4 Replies Latest reply on Feb 23, 2018 6:13 AM by admmedlifer

    Are Xeon and Opteron CPU Caches protected with ECC also  ?

    waltersulivan

      Hello!

      I wonder if there is any protection on CPUs rather than only Memory ECC .

      ECC is to ensure stability and no error while compute/working 24/7

       

      and if Memory is ECC protected , but CPU is not , might there be any errors on CPU side ?

      or CPU doesn't need any ECC ?

          • Re: Are Xeon and Opteron CPU Caches protected with ECC also  ?
            waltersulivan

            "Many processors use error correction codes in the on-chip cache, including the Intel Itanium processor, the AMD Athlon and Opteron processors, and the DEC Alpha 21264."

            So, ryzen 7 CPUs have ECC in cache also ?

              • Re: Are Xeon and Opteron CPU Caches protected with ECC also  ?
                juanpc

                #1. L2 Cache can be disabled in Bios.

                Dissable CPU prefetch.

                Prefetch is a fancy word for cache...

                Windows has superfetch, that loads most common software you use when you start Windows.

                thats why the HDD/SDD Led blinks so much when you login, doing nothing.

                ,

                #2. CPU world does not say....

                http://www.cpu-world.com/CPUs/Zen/AMD-Ryzen%207%201800X.html

                 

                But also does not say for Opeton 6386

                http://www.cpu-world.com/CPUs/Bulldozer/AMD-Opteron%206386%20SE%20-%20OS6386YETGGHK.html

                 

                if you want ECC, usually you must buy server parts...

                basically that's the main difference between gaming & server... & overclocking.

                 

                At least on Intel.

                 

                Cache are too small, too fast, and too close to the CPU, and the CPU is shielded with a metallic lid.

                 

                ECC memory is usually to avoid errors caused by Solar Radiation, that can flip 1 to 0,

                one of the Top500 supercomputers made entirely with Power Mac G5, had that problem...

                "Big Fail"

                Virginia Tech Apple G5 super computer cluster - YouTube

                since then all MacPro have ECC memory.

                 

                There are different kinds of ECC memory, Low Voltage, Buffered and Unbuffered...

                CPU usually provides power to the memory, Unbuffered...

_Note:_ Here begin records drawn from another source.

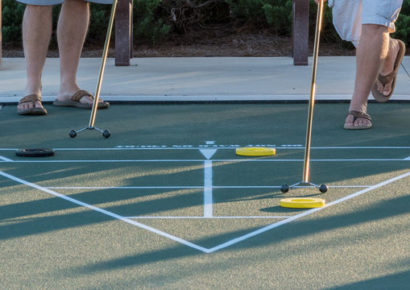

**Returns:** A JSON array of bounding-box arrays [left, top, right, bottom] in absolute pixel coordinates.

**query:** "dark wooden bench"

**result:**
[[115, 0, 309, 66], [0, 0, 309, 66], [0, 0, 3, 62]]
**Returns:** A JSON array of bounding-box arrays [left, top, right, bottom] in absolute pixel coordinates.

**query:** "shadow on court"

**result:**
[[0, 104, 410, 289]]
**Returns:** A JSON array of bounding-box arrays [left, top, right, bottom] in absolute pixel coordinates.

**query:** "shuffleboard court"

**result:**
[[0, 104, 410, 289]]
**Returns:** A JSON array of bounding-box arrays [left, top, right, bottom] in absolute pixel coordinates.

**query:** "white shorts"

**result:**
[[329, 0, 403, 45], [16, 0, 112, 6]]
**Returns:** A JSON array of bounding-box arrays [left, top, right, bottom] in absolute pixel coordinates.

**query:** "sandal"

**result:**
[[17, 94, 47, 116], [372, 39, 406, 103], [344, 111, 373, 130], [53, 90, 110, 109]]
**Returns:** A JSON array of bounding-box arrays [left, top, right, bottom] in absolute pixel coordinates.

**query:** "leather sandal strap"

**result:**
[[19, 94, 41, 104], [71, 90, 94, 102], [349, 110, 372, 121]]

                but if you have too much memory installed, more than 32GB,

                CPU can't deliver all the power needed under full load and errors will happen often.

                that's where Buffered comes in... they use motherboard power to buffer the memory.

                Buffered memory must have special flip flop gates, fifo buffers installed on the memory, more expensive and may increase latency a tiny bit more.

                 

                some gaming boards allow Unbuffered ECC memory,

                also some CPU's, but not all.

                 

                Boards with ECC memory will automatically scrub all the memory in 8 hours.

                Like a screen saver.

                SSD also have a Big Cache, but is not for increasing speed like standard HDD's,

                the big cache in SSD's are there to scrub all the memory, not to increase speed...

                But Samsung SSD's have a software Samsung Magician that will use 1GB of system Ram as a fast cache for the SSD,

                if power fails you loose 1GB of data, if a memory error occurs could write 1GB of faulty data to the SSD, but because Data does not stay long in the cache, usually won't have any problems.

                 

                let me tell you my story...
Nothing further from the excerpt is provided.